Written by:
16. 01. 20 John Chapman
‘A classic struggle exists between the high-risk and the high-value features of a project. Should a project team start by focusing on high-risk features that could derail the project? Or should a project team focus on what Tom Gilb called the “Juicy bits”, the high value features that will deliver the most immediate bang for the customer’s buck. …The solution is to give neither risk nor value total supremacy when prioritizing. It is important to give both risk and value a weighting.’ (Extract from Agile Estimating and Planning, Mike Cohn)
The relationship between risk and value mapped to four quadrants
The appropriate development sequence
The high-value, high-risk features should be developed first. These features deliver the most value and working on them eliminates significant risks. Next are the high-value, low-risk features. These features offer as much value as the first set, but they are less risky.
Use the guideline to work first on high-value features, but use risk as the tie-breaker.
The implications for business intelligence projects
Often when starting a business intelligence project, the initial request is to replicate the current reporting pack in the Business Intelligence Solution; move away from spreadsheets and replicate the As Is in a different software tool.
This is a high-risk, low value piece of work. It is high risk as it will spend the project budget yet offer little in terms of added value to the organisation.

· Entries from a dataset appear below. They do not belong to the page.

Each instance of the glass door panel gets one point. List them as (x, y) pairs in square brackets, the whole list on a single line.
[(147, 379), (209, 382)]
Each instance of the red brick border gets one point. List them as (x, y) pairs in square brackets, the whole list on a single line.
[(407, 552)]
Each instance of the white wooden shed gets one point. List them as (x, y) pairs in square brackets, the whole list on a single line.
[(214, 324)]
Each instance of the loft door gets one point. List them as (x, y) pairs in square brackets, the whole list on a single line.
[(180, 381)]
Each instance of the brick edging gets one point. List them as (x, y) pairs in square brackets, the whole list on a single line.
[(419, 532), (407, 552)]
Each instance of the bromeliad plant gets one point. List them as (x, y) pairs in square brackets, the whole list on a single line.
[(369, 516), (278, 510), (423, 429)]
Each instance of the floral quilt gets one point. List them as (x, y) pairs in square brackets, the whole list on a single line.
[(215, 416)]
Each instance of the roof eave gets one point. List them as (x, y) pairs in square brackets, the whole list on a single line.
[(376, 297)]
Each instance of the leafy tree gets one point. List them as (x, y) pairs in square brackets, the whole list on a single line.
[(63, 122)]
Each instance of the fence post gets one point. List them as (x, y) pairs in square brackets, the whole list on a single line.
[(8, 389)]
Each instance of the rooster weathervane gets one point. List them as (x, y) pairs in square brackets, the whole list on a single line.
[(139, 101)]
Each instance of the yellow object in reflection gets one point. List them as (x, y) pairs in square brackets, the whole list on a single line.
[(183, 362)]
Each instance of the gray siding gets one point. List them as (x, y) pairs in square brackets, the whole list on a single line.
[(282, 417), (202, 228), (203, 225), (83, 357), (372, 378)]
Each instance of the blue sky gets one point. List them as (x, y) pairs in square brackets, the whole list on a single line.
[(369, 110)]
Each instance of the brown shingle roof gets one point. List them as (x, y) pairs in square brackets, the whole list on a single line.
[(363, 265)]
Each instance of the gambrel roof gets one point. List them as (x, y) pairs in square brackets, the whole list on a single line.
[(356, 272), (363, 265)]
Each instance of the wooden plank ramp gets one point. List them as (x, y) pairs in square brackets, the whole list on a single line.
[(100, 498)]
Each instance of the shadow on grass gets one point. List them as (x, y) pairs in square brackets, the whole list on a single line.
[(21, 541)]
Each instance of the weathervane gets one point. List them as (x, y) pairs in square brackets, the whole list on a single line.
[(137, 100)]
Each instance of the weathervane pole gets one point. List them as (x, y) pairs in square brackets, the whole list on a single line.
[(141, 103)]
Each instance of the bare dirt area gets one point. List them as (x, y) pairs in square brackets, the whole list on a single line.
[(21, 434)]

Instead, consider what could be the High Value High Risk item first.
An example is the CEO report. This would be a dashboard of the overall health of the company. To provide this requires the collation of data from disparate sources such as Sales, Procurement, Finance, Operations and Marketing. Once in a data-warehouse, the content is summarised and presented in a combination of graphical and non-graphical ways.

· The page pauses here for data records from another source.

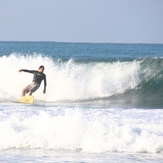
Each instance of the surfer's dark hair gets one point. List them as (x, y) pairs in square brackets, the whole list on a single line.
[(41, 67)]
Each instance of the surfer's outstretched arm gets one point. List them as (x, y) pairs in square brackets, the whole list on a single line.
[(24, 70)]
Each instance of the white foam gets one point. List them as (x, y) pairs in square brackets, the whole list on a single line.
[(81, 129), (67, 80)]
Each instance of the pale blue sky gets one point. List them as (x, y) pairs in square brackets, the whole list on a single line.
[(113, 21)]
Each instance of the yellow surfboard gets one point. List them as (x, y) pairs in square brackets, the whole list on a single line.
[(26, 99)]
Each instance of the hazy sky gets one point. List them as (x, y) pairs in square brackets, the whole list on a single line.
[(115, 21)]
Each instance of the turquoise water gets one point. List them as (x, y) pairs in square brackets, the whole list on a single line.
[(103, 102)]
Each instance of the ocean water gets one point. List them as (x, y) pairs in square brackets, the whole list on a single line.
[(104, 103)]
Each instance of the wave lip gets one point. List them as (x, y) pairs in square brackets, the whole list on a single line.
[(131, 83)]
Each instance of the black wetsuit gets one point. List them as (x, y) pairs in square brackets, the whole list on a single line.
[(37, 76)]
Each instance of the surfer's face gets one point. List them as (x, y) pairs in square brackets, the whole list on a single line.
[(41, 69)]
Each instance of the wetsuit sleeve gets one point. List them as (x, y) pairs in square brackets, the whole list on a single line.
[(45, 83), (30, 71)]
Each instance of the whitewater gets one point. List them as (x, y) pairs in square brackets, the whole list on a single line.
[(103, 103)]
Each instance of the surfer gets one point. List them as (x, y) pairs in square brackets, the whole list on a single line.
[(38, 76)]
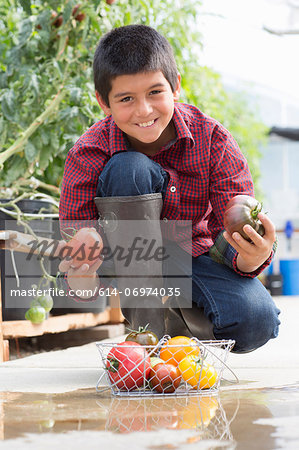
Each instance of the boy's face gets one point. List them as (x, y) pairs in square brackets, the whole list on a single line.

Schematically this would be
The individual silos in the organisation would have their own reporting in place based on internal systems such as:
However what is now possible is the ability to draw together data to provide a combined view using common analysis structure.For example Sales and Operations can look at both the order book and the sales forecasts using a common set of codes (such as customer identifier).
This gives the ability to see into the future and identify if the organisation will meet its revenue targets. In addition to consider the priority of orders received such as by particular customer. This would be a high value business intelligence item to deliver. However it is low risk as the implementation of the CEO reporting would have provided the requisite infrastructure.
Conclusion
At TouchstoneBI we start with an assessment of the decisions to be taken. From this to identify the information requirements, then to agree the priority order for the development of the business solution. The priority order based on the High Risk High Value return approach; ‘the juicy bits’
Only once these are agreed can the process of configuration commence.